A colorimetric nanoprobe based on enzyme-immobilized silver nanoparticles for the efficient detection of cholesterol

Affiliations

A colorimetric nanoprobe based on enzyme-immobilized silver nanoparticles for the efficient detection of cholesterol

Lakshita Dewangan et al. RSC Adv. .

Abstract

A large number of cardiovascular diseases have recently become of serious concern throughout the world. Herein, we developed a colorimetric probe based on functionalized silver nanoparticles (AgNPs) for the efficient sensing of cholesterol, an important cardiovascular risk marker. A simple sodium borohydride reduction method was employed to synthesize the AgNPs.

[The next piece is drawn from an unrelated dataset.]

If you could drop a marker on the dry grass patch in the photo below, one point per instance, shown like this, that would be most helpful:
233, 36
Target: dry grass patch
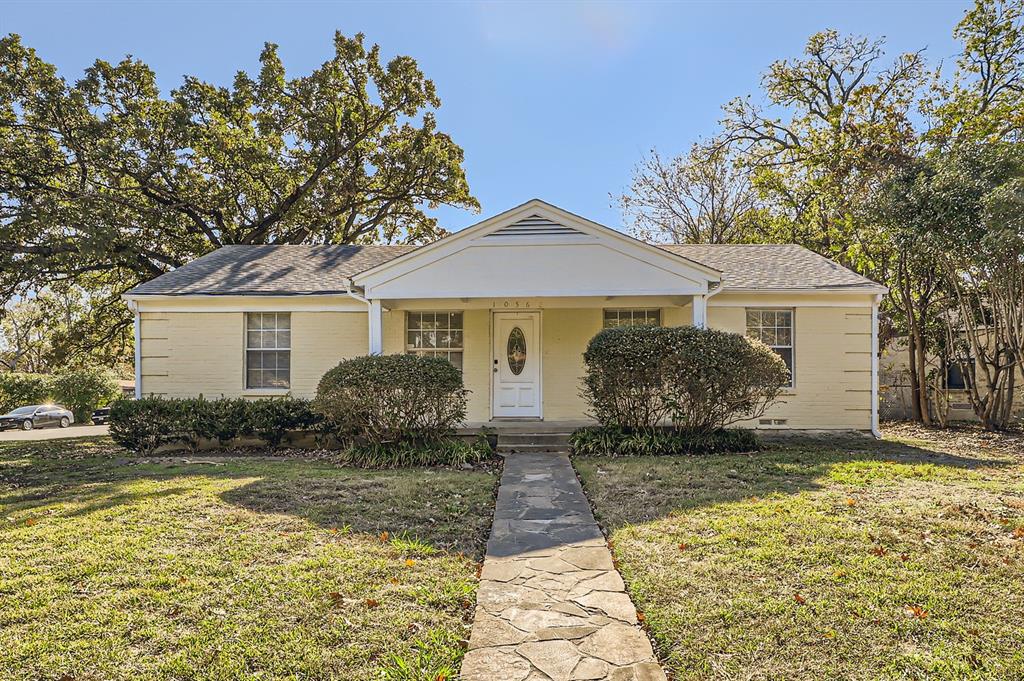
825, 558
224, 568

The cholesterol oxidase (ChOx)-immobilized AgNPs interact with free cholesterol to produce H2O2 in proportion to the concentration of cholesterol, resulting in decreased AgNP absorbance (turn-off) at 400 nm due to electron transfer between the AgNPs and H2O2. The response of the sensor can also be observed visually. The absorption intensity of the AgNPs is recovered (turn-on) upon the addition of sodium dodecyl sulfate due to the inhibition of ChOx. This on-off mechanism was effectively applied to detect cholesterol within the concentration range 10-250 nM with a low detection limit of approximately 0.014 nM. Moreover, the selectivity of the sensor toward cholesterol was analyzed in the presence of a range of interfering organic substances such as glucose, urea, and sucrose. Finally, the potential of the proposed sensor was evaluated using real samples.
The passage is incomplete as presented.